Sinds 1980 begonnen grootschalige werkzaamheden om unieke fresco's te redden. Ze gingen tien jaar door. In 1989 werd de tempel overgedragen aan de jurisdictie van de rooms-katholieke kerk. Vastgoedkwesties werden met haar afgewikkeld. Het museum bleef dus binnen de muren van de tempel. Nu bevindt het zich in de crypte (kelder) van de kathedraal.
Buiten- en interieurdesign
De gevel van het gebouw is een goed voorbeeld van de klassieke stijl. Het is versierd met zuilen en op het dak staan beelden van de heiligen Stanislav, Casimir en Helena nagemaakt van foto's. In de nissen zie je beelden van de vier evangelisten.
De Sint-Stanislauskathedraal (Vilnius) is van binnen net zo mooi als van buiten. Ongeveer vijftig fresco's en schilderijen uit de 16e-19e eeuw sieren de muren. Waar je speciaal op moet letten is de kapel van St. Casimir. Het werd aan het begin van de zeventiende eeuw gebouwd in opdracht van koning Sigismund III Vasa.
De Italiaanse architect K. Tensallo was betrokken bij de constructie en als bouwmateriaal werden Zweedse zandsteen en veelkleurig marmer uit de Apennijnen en de Karpaten gebruikt. In de crypte van de kathedraal bevindt zich een graf waarin vele vorsten rusten, waaronder twee koninginnen, de voormalige echtgenotes van Sigismund Augustus. Dit is Elizabeth van Habsburg en de mooiste vrouw van haar tijd, Barbora Radziwill. Ookbinnen de muren van de tempel rust het hart van koning Vasa.
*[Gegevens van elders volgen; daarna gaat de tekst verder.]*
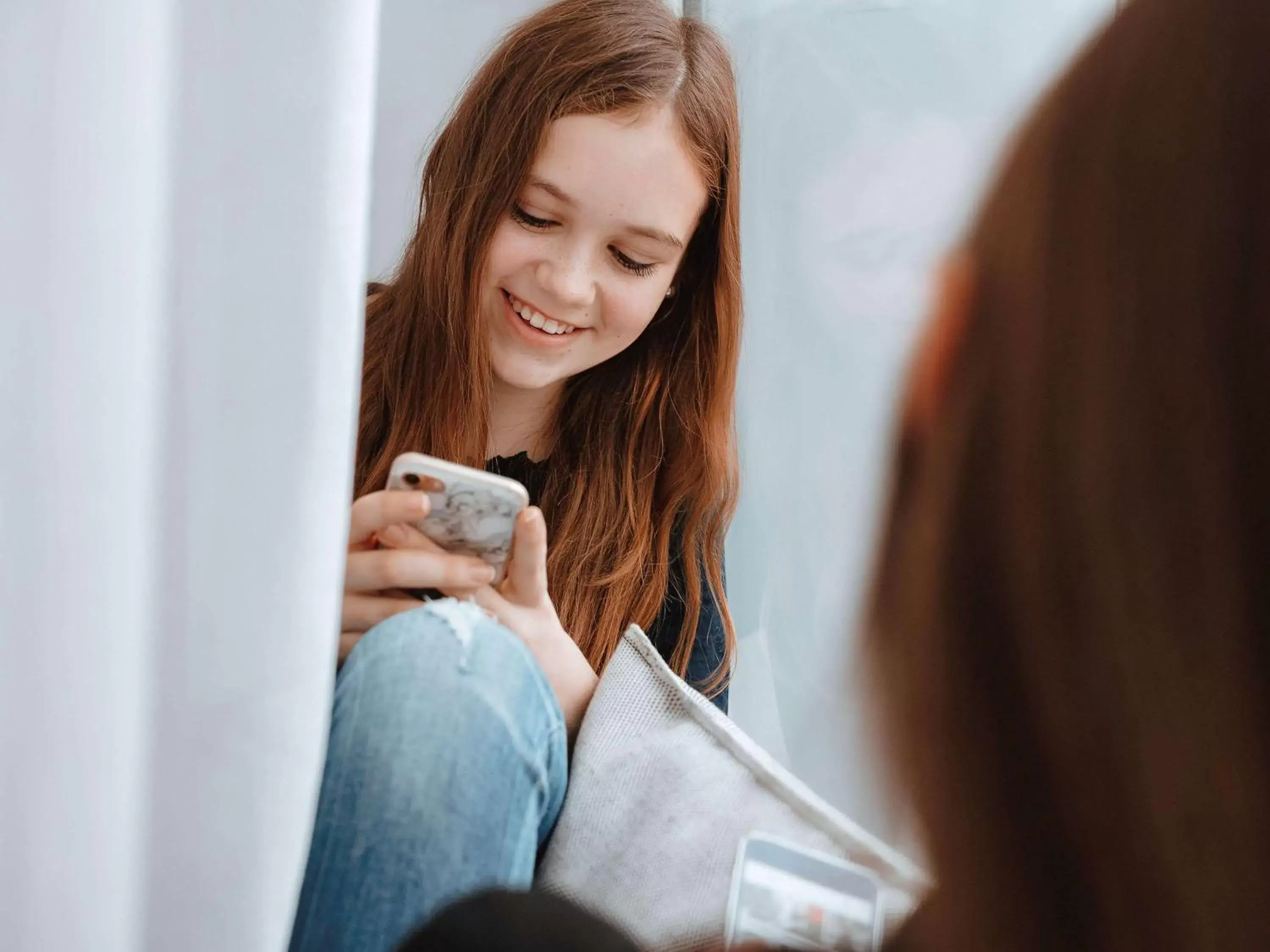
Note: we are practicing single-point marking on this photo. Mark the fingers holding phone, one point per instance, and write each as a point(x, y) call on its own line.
point(375, 577)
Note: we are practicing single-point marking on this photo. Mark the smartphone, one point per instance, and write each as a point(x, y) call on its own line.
point(793, 898)
point(473, 512)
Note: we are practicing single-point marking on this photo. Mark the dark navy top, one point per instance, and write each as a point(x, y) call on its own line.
point(665, 633)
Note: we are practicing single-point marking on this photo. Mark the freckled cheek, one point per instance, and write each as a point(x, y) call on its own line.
point(511, 249)
point(625, 320)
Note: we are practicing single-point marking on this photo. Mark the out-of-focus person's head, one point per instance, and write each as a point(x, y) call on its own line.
point(1071, 616)
point(516, 922)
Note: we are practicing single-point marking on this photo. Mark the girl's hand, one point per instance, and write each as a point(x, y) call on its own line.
point(374, 577)
point(521, 603)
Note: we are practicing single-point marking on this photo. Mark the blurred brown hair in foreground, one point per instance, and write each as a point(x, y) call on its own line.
point(1071, 619)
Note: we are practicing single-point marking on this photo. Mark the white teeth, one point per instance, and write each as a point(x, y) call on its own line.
point(530, 316)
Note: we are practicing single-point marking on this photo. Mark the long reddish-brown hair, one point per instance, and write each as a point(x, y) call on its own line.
point(1071, 617)
point(644, 442)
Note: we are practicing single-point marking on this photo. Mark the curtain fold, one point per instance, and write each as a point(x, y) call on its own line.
point(183, 216)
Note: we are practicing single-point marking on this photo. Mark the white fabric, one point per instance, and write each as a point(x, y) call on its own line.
point(183, 195)
point(662, 790)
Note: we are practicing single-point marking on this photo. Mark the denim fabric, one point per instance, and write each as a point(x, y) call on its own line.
point(446, 770)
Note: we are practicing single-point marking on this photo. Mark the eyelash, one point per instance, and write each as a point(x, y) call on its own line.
point(630, 264)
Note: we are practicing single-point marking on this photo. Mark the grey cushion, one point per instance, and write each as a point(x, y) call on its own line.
point(663, 789)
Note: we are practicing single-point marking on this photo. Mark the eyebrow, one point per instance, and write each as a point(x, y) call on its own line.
point(666, 238)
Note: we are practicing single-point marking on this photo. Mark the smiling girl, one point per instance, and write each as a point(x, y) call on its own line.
point(568, 314)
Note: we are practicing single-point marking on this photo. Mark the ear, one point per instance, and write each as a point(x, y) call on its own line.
point(939, 343)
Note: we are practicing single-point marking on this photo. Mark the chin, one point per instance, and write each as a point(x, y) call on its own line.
point(522, 375)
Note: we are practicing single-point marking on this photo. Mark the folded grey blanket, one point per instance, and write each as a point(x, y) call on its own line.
point(663, 789)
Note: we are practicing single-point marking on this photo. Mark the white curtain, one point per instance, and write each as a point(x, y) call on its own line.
point(183, 206)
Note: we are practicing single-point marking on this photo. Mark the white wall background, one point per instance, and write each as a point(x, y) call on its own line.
point(868, 129)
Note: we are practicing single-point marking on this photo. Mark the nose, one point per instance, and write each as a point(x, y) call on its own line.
point(568, 278)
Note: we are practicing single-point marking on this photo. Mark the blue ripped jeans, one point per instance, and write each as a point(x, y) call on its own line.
point(445, 773)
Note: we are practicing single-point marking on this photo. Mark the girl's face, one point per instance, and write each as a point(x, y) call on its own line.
point(586, 256)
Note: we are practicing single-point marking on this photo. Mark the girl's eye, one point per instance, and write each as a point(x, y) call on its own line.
point(530, 221)
point(630, 264)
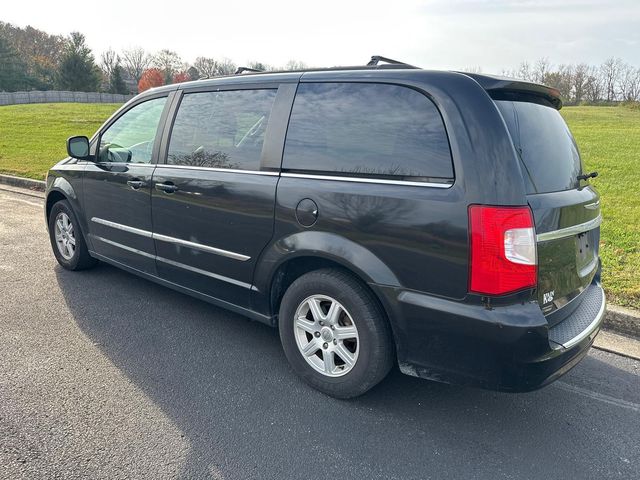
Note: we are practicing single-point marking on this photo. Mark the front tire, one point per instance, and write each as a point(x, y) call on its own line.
point(334, 333)
point(67, 240)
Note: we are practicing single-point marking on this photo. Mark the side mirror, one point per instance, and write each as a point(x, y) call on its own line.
point(78, 147)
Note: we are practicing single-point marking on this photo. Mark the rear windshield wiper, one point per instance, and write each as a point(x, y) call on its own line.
point(587, 176)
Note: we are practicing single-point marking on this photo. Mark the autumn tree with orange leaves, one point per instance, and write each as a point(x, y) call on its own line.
point(150, 78)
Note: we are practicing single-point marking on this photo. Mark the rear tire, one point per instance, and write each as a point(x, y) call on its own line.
point(334, 333)
point(67, 240)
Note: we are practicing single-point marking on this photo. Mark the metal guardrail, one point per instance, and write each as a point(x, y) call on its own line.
point(55, 96)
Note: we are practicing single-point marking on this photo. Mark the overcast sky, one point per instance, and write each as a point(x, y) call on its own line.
point(452, 34)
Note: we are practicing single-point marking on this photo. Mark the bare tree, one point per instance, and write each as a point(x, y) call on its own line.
point(524, 71)
point(629, 82)
point(108, 61)
point(169, 62)
point(135, 61)
point(541, 70)
point(226, 67)
point(295, 65)
point(593, 85)
point(207, 67)
point(579, 82)
point(610, 75)
point(263, 67)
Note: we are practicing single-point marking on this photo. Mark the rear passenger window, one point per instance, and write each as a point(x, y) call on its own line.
point(370, 130)
point(221, 129)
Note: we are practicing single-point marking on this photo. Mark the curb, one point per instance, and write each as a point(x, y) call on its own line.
point(20, 182)
point(622, 320)
point(618, 319)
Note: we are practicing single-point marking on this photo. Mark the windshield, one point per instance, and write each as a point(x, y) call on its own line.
point(549, 154)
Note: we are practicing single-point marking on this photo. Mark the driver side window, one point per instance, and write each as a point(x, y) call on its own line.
point(130, 139)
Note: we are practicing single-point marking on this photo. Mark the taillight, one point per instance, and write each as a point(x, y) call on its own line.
point(503, 249)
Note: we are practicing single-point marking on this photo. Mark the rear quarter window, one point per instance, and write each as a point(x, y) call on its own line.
point(549, 154)
point(368, 130)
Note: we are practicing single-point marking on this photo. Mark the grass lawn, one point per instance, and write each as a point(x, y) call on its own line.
point(32, 138)
point(609, 140)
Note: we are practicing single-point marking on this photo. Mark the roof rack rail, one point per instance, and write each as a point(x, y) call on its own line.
point(247, 69)
point(375, 59)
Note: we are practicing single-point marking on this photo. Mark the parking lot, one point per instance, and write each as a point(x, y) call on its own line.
point(106, 375)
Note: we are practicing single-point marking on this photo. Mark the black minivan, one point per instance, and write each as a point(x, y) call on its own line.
point(375, 215)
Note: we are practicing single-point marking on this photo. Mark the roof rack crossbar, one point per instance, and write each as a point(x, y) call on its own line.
point(375, 59)
point(247, 69)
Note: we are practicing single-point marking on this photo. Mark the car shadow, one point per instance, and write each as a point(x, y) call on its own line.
point(224, 381)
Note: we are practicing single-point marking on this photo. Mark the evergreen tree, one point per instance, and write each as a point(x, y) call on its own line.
point(78, 71)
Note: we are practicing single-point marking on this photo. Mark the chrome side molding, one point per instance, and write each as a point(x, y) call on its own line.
point(366, 180)
point(171, 262)
point(168, 239)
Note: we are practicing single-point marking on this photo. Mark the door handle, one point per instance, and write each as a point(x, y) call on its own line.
point(167, 187)
point(136, 184)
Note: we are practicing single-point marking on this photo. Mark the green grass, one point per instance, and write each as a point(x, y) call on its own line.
point(609, 141)
point(32, 138)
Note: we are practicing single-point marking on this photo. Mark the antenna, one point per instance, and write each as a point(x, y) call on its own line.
point(247, 69)
point(376, 59)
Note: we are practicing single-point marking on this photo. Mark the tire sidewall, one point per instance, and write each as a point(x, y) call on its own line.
point(63, 206)
point(361, 310)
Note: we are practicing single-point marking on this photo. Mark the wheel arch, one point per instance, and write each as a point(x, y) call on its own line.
point(288, 259)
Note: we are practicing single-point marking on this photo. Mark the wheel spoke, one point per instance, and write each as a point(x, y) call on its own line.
point(316, 332)
point(329, 362)
point(334, 313)
point(310, 348)
point(304, 324)
point(316, 311)
point(345, 355)
point(344, 333)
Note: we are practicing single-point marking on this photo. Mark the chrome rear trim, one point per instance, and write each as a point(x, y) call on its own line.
point(569, 231)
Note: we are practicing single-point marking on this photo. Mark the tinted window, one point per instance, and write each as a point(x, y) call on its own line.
point(130, 139)
point(366, 129)
point(548, 151)
point(221, 129)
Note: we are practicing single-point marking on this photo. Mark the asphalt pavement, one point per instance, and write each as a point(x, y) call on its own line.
point(106, 375)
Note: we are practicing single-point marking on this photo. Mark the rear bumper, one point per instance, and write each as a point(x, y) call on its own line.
point(507, 348)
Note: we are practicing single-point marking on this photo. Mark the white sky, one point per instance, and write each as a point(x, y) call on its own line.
point(432, 34)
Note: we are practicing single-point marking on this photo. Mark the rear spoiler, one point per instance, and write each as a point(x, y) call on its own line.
point(504, 88)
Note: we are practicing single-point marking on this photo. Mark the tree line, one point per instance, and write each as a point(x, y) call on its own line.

Kathedraal van St. Stanislaus (Vilnius): adres en andere nuttige informatie
Het vinden van deze tempel is eenvoudig. Het is gelegen in het hart van de stad, op het Kathedraalplein, 1. Het is ook gemakkelijk te herkennen aan de oude klokkentoren die in de buurt torent. De kerk is dagelijks geopend van 7.00 uur tot 19.00 uur. Je kunt het interieur in dezelfde periode zien, als er geen missen worden gehouden. De uren van aanbidding zijn afhankelijk van de dagen van de week en religieuze feestdagen.
De kathedraal van St. Stanislaus (Litouwen) wordt vooral geëerd door Polen die hier komen om te buigen voor de as van grote koningen. De toegang tot de crypte is betaald (ongeveer 4 euro). Naast het graf is er een museum over de geschiedenis van de tempel in de kerker. Daar kun je fragmenten van metselwerk zien van vroege kathedralen en heidense altaren.